We need to congratulate our congressman on voting for HR 2: The Fair Minimum Wage Act of 2007 along with 317 other Representatives from both parties. It raises the minimum wage throughout the US to $7.25 in two years, and on the way there to $5.85 in 60 days after enactment and $6.55 in a year. This bill can only be good for New York, since our state minimum wage is $7.15. It will certainly make New York more competitive with other states whose minimum wage remains at the federal minimum of $5.15.

The minimum wage has not been raised since 1997. It was mandated by HR 3448 that was passed by both Houses (enrolled) on 8/2/1996, presented to the President on 8/8/1996 and signed by President Clinton on 8/20/1996.

The real question is why did he not act earlier?
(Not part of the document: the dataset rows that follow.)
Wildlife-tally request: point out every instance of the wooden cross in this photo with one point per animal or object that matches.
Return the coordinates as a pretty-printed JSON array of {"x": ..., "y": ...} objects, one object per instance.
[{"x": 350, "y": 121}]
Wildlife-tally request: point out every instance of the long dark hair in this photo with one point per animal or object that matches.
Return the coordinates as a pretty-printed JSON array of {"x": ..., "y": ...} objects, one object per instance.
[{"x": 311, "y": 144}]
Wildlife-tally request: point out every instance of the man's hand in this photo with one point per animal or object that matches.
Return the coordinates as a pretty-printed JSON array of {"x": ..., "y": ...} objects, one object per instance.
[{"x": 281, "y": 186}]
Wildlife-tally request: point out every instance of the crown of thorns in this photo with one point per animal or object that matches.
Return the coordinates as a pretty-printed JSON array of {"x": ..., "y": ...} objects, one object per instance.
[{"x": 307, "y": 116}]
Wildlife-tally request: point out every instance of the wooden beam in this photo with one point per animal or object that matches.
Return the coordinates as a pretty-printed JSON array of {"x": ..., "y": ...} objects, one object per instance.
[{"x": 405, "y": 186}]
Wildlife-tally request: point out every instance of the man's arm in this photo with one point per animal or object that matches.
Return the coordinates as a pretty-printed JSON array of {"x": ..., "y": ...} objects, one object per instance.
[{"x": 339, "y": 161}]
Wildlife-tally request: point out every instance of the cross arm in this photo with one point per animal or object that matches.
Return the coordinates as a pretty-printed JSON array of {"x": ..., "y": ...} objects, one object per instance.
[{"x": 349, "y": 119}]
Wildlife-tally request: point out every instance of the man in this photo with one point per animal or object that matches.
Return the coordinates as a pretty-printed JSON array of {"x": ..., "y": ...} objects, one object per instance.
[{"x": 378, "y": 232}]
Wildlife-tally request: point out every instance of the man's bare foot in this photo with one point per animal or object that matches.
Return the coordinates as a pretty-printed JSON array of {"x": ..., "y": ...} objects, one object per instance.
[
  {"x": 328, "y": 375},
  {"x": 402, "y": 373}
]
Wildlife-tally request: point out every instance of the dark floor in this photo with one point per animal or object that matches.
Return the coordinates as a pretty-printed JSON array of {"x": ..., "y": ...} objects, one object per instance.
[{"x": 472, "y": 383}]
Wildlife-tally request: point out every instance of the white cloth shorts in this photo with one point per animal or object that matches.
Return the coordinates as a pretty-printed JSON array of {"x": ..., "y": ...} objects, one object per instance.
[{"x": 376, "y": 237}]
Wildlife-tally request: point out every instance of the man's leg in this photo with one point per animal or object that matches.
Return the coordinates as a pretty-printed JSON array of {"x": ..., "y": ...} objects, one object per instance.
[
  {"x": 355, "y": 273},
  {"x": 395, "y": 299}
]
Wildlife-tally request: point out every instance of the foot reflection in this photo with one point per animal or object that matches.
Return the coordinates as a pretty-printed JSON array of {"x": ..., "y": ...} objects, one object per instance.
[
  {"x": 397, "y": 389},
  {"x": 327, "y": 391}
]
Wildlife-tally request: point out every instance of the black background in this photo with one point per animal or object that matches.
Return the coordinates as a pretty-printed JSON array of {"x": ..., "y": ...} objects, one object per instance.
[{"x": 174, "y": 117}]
He had every opportunity to back the very same bill in the 109th Congress, HR 2429 and decided not to.

It was bottled up in the Workforce Protection subcommittee of the Education and Workforce Committee (see below* for recent PC history of the committee’s name). Bottled up meaning that the subcommittee refused to report it out for action by the entire House. It therefore never saw the light of day for a vote and was “buried” in committee.
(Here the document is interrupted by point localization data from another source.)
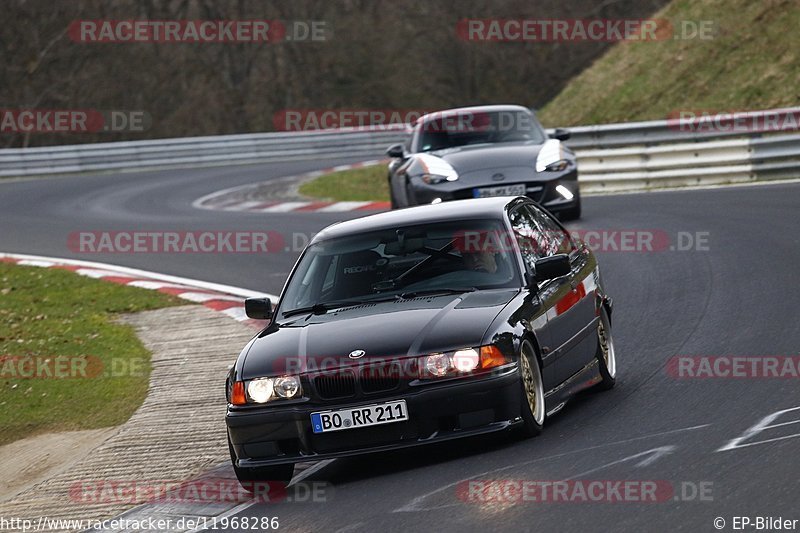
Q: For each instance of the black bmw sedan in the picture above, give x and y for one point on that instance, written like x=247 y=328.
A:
x=419 y=326
x=475 y=152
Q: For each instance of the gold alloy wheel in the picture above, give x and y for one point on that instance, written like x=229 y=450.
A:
x=534 y=389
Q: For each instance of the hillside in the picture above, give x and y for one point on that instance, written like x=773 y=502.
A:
x=752 y=62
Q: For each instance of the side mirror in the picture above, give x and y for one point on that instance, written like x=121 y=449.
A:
x=552 y=267
x=396 y=150
x=258 y=308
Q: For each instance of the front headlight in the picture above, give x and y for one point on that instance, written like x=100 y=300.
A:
x=557 y=166
x=287 y=386
x=260 y=390
x=433 y=179
x=461 y=362
x=263 y=390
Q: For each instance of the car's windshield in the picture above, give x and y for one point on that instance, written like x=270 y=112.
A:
x=400 y=262
x=451 y=130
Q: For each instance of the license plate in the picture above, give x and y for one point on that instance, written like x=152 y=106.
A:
x=503 y=190
x=359 y=417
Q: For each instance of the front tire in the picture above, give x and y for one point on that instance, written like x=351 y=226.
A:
x=533 y=406
x=606 y=353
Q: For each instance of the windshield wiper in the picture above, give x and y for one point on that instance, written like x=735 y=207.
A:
x=323 y=307
x=440 y=290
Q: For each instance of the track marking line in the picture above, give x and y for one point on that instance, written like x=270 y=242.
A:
x=414 y=505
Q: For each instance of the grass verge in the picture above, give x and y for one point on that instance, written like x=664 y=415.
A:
x=365 y=184
x=751 y=62
x=56 y=323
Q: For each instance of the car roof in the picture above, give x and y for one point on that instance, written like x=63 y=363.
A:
x=476 y=208
x=472 y=109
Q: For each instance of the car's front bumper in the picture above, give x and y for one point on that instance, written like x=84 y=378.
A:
x=539 y=187
x=275 y=435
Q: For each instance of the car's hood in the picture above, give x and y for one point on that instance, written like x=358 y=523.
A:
x=489 y=156
x=382 y=330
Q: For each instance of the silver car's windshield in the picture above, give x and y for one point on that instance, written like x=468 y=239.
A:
x=440 y=132
x=399 y=262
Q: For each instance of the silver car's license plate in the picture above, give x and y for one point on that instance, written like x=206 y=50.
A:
x=359 y=417
x=503 y=190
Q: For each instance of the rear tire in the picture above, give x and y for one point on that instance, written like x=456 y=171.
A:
x=606 y=353
x=533 y=406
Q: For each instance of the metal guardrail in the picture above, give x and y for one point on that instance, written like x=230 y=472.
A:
x=611 y=157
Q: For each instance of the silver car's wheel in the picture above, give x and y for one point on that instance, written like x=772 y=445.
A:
x=606 y=352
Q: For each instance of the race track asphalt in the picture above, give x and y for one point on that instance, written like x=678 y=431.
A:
x=734 y=295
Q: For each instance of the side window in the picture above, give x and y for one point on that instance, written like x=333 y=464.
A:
x=553 y=238
x=527 y=235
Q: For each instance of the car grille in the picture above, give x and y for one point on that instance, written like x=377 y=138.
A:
x=335 y=385
x=371 y=379
x=380 y=378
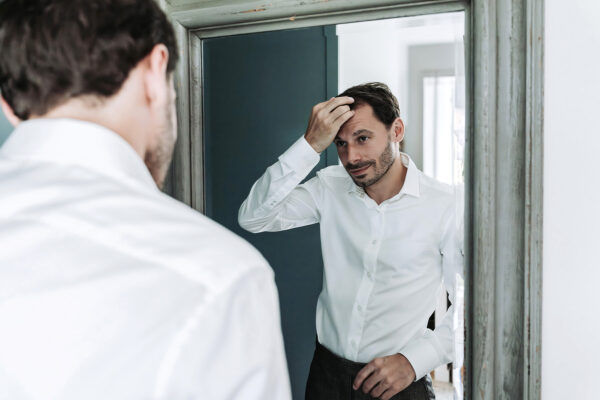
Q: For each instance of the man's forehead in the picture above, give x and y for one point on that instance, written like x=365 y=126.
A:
x=363 y=121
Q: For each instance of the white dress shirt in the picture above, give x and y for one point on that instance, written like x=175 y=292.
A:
x=383 y=264
x=110 y=289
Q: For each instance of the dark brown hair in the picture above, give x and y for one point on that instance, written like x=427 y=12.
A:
x=55 y=50
x=379 y=96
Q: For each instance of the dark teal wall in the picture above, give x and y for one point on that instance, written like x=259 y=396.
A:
x=5 y=128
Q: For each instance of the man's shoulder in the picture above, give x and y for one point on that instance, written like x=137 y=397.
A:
x=143 y=223
x=199 y=247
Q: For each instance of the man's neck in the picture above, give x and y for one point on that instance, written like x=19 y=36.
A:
x=390 y=184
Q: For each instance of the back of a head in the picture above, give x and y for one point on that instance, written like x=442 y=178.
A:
x=56 y=50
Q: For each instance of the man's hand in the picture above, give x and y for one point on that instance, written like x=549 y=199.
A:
x=385 y=377
x=325 y=121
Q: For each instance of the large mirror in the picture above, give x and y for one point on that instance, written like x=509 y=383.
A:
x=257 y=94
x=499 y=124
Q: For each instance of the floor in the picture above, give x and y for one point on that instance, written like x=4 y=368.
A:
x=443 y=390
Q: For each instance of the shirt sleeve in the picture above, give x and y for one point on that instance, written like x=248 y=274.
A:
x=437 y=347
x=277 y=201
x=234 y=349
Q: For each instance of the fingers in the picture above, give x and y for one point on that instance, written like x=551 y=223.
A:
x=372 y=382
x=379 y=389
x=388 y=394
x=362 y=375
x=335 y=102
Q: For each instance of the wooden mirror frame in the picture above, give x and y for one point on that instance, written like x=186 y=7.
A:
x=503 y=169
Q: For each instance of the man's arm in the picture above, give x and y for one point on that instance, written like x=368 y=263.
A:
x=277 y=201
x=230 y=348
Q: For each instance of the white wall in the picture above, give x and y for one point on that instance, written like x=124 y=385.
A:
x=571 y=318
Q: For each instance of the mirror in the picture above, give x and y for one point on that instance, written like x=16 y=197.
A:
x=258 y=91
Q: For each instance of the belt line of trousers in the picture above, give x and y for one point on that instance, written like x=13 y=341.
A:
x=331 y=378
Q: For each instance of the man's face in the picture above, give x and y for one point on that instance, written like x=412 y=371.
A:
x=365 y=147
x=159 y=156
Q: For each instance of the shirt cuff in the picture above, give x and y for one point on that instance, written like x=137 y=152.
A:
x=300 y=157
x=422 y=355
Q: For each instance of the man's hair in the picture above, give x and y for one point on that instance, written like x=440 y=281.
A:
x=55 y=50
x=379 y=96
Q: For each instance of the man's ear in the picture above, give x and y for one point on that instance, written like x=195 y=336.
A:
x=155 y=75
x=397 y=130
x=8 y=112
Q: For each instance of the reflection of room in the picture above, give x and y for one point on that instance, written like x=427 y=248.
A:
x=422 y=60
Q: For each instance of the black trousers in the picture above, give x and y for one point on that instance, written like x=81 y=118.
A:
x=331 y=378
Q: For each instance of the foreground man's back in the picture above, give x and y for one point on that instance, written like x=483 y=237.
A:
x=110 y=289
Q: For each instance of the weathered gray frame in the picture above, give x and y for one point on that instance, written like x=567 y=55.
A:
x=504 y=60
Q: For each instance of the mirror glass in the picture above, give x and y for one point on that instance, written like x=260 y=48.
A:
x=258 y=91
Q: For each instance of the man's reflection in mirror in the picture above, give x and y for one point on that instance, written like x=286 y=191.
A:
x=390 y=245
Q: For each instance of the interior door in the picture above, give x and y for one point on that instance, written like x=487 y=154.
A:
x=258 y=93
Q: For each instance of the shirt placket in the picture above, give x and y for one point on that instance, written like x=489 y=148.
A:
x=365 y=288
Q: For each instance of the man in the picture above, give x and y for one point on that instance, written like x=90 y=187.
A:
x=388 y=241
x=110 y=289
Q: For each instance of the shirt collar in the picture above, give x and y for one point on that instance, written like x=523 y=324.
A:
x=411 y=181
x=77 y=143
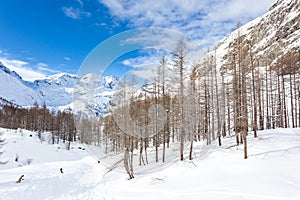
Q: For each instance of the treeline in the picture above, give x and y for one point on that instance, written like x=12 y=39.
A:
x=40 y=119
x=248 y=93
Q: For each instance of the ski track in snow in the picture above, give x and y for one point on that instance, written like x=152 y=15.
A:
x=271 y=172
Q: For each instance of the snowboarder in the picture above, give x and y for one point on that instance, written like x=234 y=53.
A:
x=20 y=179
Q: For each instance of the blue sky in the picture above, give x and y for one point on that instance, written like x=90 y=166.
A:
x=44 y=37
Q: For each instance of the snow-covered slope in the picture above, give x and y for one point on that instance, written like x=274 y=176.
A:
x=57 y=90
x=270 y=36
x=14 y=89
x=271 y=172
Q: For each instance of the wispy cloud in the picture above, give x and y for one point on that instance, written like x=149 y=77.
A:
x=22 y=68
x=206 y=20
x=75 y=13
x=67 y=58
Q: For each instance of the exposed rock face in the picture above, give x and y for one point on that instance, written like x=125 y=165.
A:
x=268 y=38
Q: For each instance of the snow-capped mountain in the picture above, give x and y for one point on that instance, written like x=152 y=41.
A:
x=93 y=94
x=56 y=90
x=275 y=33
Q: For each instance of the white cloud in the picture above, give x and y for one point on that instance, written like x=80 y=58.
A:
x=21 y=67
x=75 y=13
x=205 y=20
x=80 y=2
x=42 y=65
x=67 y=58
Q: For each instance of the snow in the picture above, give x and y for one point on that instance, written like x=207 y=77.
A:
x=270 y=172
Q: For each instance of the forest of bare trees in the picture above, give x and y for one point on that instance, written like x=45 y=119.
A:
x=246 y=94
x=202 y=102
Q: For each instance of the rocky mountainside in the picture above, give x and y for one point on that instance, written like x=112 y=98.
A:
x=269 y=37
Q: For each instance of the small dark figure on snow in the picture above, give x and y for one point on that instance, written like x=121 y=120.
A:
x=20 y=179
x=128 y=163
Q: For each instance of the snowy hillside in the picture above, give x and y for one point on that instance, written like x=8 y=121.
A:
x=270 y=172
x=56 y=90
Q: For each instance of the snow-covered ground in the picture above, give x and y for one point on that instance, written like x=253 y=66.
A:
x=270 y=172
The most effective recourse a sponsor has to get his/her bill to the floor is to get the Rules Committee to issue a special rule directing the House to consider it. If the rule is brought to the House floor and the House approves it, then the bill is considered under the provision of the Rule. But of course, the Rules Committee is merely an arm of the Speaker and the House Leadership and in the 109th Congress they were the Republicans. Now if this sounds convoluted, it is, but bear with the process and the logic.

H. Res. 614 was therefore submitted on 12/15/2005 and immediately referred to the Rules Committee – and there it stayed – bottled up.
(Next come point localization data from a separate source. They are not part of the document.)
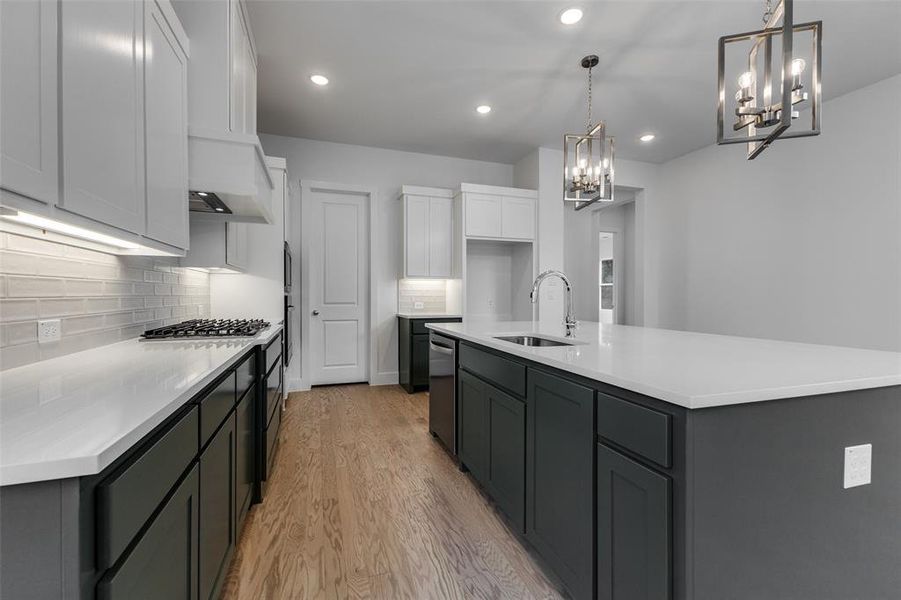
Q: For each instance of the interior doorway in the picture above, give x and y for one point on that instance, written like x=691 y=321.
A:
x=608 y=282
x=337 y=310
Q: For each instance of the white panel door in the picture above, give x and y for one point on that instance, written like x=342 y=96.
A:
x=165 y=103
x=483 y=215
x=29 y=137
x=417 y=236
x=339 y=288
x=518 y=218
x=441 y=236
x=103 y=111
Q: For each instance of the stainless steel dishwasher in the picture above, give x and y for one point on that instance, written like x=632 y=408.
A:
x=443 y=390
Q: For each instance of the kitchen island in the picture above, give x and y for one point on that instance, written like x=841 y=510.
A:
x=646 y=463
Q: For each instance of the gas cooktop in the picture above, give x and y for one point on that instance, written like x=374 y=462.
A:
x=207 y=328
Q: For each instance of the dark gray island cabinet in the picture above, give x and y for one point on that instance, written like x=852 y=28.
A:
x=162 y=521
x=627 y=497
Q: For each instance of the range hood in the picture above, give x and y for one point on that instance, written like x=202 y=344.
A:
x=226 y=166
x=228 y=171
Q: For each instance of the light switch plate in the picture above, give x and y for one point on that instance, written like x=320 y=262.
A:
x=858 y=465
x=49 y=331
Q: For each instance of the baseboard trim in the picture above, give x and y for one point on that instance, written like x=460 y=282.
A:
x=387 y=378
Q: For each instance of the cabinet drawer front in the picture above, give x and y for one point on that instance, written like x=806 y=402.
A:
x=128 y=498
x=163 y=564
x=244 y=375
x=420 y=328
x=502 y=372
x=636 y=428
x=215 y=407
x=634 y=523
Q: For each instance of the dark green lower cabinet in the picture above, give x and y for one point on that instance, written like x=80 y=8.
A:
x=493 y=443
x=244 y=455
x=473 y=434
x=507 y=454
x=164 y=562
x=634 y=524
x=560 y=478
x=217 y=510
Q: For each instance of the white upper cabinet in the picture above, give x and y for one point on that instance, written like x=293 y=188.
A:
x=428 y=232
x=225 y=155
x=94 y=118
x=166 y=118
x=29 y=135
x=103 y=112
x=483 y=215
x=498 y=213
x=517 y=218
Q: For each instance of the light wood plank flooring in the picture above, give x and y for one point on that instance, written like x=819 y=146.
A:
x=364 y=503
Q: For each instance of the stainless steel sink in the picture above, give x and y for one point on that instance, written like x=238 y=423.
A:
x=532 y=340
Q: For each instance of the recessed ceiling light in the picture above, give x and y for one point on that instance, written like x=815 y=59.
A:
x=571 y=16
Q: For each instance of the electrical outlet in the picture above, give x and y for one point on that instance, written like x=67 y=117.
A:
x=858 y=465
x=48 y=331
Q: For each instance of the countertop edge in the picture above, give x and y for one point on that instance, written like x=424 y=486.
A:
x=691 y=402
x=87 y=465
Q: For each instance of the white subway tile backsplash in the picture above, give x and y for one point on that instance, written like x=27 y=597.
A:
x=34 y=287
x=100 y=298
x=18 y=310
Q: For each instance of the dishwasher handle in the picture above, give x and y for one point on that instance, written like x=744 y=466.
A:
x=440 y=349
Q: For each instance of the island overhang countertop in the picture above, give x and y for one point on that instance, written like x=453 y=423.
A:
x=692 y=370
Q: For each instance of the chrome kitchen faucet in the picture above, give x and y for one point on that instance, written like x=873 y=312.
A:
x=570 y=319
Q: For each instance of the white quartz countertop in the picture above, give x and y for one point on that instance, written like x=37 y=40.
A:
x=415 y=315
x=76 y=414
x=693 y=370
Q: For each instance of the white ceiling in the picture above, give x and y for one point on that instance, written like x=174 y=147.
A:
x=408 y=74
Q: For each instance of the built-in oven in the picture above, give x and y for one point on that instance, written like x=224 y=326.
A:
x=443 y=390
So now we have the original bill buried in the jurisdictional subcommittee and the rule to get the bill to the floor buried in the Rules Committee.

What’s a sponsor to do?

The House is where the majority rules. Majority meaning 218 members regardless of party. The mechanism to get a bill past recalcitrant committee chairmen is the Discharge Petition. A Motion for Discharge, to remove the Rules Committee from considering HR 614 and bring it directly to the floor, was filed on 2/28/2006. It only got 192 supporters, among them Republicans Jim Leach (R-IA) and Christopher Shays (R-CT), so it never got to the floor for a vote.
Opinion:

This is where is takes courage, leadership and commitment. It shows the real intentions of the representative. Obviously, HR 2 had overwhelming support (315 to 116) - and likewise, so would have HR 2429 in 2006. The only thing stopping action in 2006 was failure to get enough signatures on the Discharge Petition and get it out of committee.

Mr. McHugh, follower that he is, conveniently ignored the petition. He wasn’t about to stand up to the leadership and President Bush. Instead, he backed the Estate Tax and Extension of Tax Relief Act to which the minimum wage provision (phased in over a longer period of time) was attached. The effect of the bill was to make the Estate Tax Repeal permanent past 2011. It was Dead on Arrival in the Senate and every congressman knew it. The Estate Tax repeal would not become permanent and there would be no increase in the minimum wage.

So there it is again. Parliamentary maneuvering to disguise your real intentions from the voters. Why did a pure minimum wage bill have to wait until the Democrats took over? If he were really committed to the minimum wage why didn’t he sign the discharge petition in 2006 and get 24 more of his Republican colleagues who voted for HR 2 to sign also?

Andrew Jackson was right: “One man with courage makes a majority.”

*The Committee on Education and Labor was established on March 21, 1867 in the aftermath of the Civil War and the growth of American industry. On December 19, 1883, the Committee on Education and Labor was divided into two standing committees: Committee on Education and Committee on Labor. On January 2, 1947, the Legislative Reorganization Act again combined the Committees, renamed the Committee on Education and Labor. On January 4, 1995, the Committee was renamed the Committee on Economic and Educational Opportunities. On January 7, 1997, the Committee was renamed the Committee on Education and the Workforce. Finally, on January 4, 2007, the Committee adopted its original name: the Committee on Education and Labor.